Hikers weaved off the beaten track through dense vegetation to reach the tree, creating many social trails. The tree has also been damaged by visitors walking on its base. The area around the tree no longer has ferns due to trampling, Arguello said.
“The social trails have increased in number, the amount of litter has increased, there’s human litter that’s been seen and as more and more people go up that tree, they create more social trails and all that has adverse effects on vegetation, soils and, and all the garbage is there,” he said.
The area has no cell phone reception and if someone were to be injured it would take a lot of time and resources to rescue that person. This, coupled with the trampling of the base of the tree and the forest, led authorities to declare the area closed. They imposed a $5,000 fine and up to six months in jail for those who hike there, he said.

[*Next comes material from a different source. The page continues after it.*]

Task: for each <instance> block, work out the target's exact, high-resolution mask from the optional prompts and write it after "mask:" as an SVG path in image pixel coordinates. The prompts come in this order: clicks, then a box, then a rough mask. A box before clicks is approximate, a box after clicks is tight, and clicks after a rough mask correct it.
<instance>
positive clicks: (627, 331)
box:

Arguello said visitors to Hyperion might be disappointed to find that the tree isn’t much to see because, from its base, all they can see are branches.
“It’s big, but it’s not really impressive to look at from the base because you can’t see the top of the tree. All you can see are the branches of this tall, skinny tree,” Arguello said.
Park officials encourage people to visit Tall Trees Grove, where there are plenty of established trails and where visitors have access to many towering redwoods.